Even in its currently downscaled state, it would be hard to claim BlackBerry (BlackBerry Stock Quote, Chart TSX:BB) is short on ambition.
While the former phone-maker may yet need to prove where its top line growth is going to come from, CEO John Chen has bucketloads of faith in not only his company’s turnaround (already behind it, says Chen) but in its strong positioning within the still developing Internet of Things market.
This week, BlackBerry is marking its 35th birthday, as it was back in 1984 that Research In Motion was founded in Waterloo, Ontario, by Mike Lazaridis and Douglas Fregin. Speaking to BNN Bloomberg on Wednesday from the RSA cybersecurity conference in San Francisco, Chen said BlackBerry’s laudable history is both valuable to the company while at the same time being truly a thing of the past.
“We’re very proud of our heritage and our handset business but we’re going to move into a much more higher growth market,” said Chen. “It’s no longer a turnaround story. It’s really going to turn into a growth story.”
Like many names in the tech sector, BB has done well over the first two months of the year, rising more than 23 per cent through January and February. Ahead of the company’s fiscal fourth quarter report due later this month, BlackBerry last reported in December where it beat analysts’ estimates on both revenue and earnings, coming in with $228 million in revenue and EPS of five cents per share, better than the Street’s forecast of two cents per share.
Chen says that while there will be more details forthcoming on the company’s direction for its next fiscal year, he sees BlackBerry excelling in the cybersecurity and embedded devices spaces.

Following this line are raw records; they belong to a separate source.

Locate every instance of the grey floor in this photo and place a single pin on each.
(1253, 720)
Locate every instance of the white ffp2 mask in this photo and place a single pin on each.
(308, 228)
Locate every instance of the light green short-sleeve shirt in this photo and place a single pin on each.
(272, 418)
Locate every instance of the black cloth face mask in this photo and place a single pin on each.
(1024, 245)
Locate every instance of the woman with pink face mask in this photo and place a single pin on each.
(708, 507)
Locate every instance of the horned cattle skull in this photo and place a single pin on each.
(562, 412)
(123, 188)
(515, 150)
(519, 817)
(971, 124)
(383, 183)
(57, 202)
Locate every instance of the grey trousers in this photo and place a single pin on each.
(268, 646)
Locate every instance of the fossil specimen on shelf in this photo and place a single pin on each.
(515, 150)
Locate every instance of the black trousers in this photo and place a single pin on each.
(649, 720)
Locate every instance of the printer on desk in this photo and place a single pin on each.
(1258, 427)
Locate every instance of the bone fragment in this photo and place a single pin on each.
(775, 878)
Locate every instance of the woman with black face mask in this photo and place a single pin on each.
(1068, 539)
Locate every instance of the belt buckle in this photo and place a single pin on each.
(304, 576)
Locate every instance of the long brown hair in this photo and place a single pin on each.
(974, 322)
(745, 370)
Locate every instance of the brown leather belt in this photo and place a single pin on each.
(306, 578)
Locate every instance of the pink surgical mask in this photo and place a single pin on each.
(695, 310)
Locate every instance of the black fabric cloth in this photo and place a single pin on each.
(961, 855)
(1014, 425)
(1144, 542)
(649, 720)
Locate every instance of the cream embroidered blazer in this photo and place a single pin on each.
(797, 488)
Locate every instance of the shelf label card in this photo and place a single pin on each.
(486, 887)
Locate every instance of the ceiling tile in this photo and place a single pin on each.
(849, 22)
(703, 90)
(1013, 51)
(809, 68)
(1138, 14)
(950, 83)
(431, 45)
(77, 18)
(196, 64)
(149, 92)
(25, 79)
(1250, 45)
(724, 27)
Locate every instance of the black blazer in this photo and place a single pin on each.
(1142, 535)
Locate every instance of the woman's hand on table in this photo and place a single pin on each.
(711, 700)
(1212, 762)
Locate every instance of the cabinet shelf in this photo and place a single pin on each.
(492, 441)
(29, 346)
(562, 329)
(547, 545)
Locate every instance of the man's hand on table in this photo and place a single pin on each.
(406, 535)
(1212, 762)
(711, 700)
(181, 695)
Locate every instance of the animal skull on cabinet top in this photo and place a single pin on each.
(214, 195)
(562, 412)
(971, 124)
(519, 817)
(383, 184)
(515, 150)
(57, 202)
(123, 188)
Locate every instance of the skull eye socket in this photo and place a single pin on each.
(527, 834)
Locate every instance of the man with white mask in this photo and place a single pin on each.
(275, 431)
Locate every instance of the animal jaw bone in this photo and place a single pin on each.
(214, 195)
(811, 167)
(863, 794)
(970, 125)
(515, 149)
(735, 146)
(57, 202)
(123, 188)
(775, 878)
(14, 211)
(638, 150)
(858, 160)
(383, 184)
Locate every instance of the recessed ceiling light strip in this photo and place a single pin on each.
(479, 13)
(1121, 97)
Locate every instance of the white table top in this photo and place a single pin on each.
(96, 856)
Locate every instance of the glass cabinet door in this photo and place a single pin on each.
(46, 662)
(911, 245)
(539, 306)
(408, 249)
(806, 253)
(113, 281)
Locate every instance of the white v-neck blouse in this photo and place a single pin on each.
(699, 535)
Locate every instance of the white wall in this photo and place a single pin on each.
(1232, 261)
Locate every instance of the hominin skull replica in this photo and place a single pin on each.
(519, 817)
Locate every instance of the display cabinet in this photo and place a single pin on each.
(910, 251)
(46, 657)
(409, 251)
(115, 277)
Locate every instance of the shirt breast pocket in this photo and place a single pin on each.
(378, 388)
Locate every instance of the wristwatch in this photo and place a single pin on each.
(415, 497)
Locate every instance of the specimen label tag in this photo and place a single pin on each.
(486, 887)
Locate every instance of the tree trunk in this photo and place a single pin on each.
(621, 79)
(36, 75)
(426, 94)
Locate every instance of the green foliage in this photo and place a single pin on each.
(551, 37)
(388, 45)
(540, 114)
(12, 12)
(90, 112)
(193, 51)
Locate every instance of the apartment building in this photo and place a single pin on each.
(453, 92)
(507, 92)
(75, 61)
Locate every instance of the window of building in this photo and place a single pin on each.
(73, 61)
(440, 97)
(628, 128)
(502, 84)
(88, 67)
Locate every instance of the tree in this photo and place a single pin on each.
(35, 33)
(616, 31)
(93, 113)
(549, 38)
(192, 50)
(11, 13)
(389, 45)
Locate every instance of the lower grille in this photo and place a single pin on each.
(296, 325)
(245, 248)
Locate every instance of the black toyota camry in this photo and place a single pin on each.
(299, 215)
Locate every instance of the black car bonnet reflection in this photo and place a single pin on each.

“As far as growth is concerned, I haven’t disclosed a number for next year. I just finished the fiscal year and we’re in a quiet period so I’d best not make any specific forecasts. You will hear it in our earnings call in the next four to six weeks. But it’s safe to say that we’re looking for good double-digit growth,” Chen says.
“We haven’t gotten into the general embedded market. Our footprint there is not as big as we’d like,” he says. “The medical devices area, the heavy industry area, drones and planes —there are a lot of opportunities in the embedded market for [BlackBerry platform QNX].”
For evidence of BB’s success, Chen points to last fall’s purchase of California cybersecurity firm Cylance, which at $1.4 billion constituted the largest deal in BlackBerry’s history.
“We were able to write a cash cheque for $1.4 billion. That should tell you a little about whether the turnaround is done or not,” Chen says.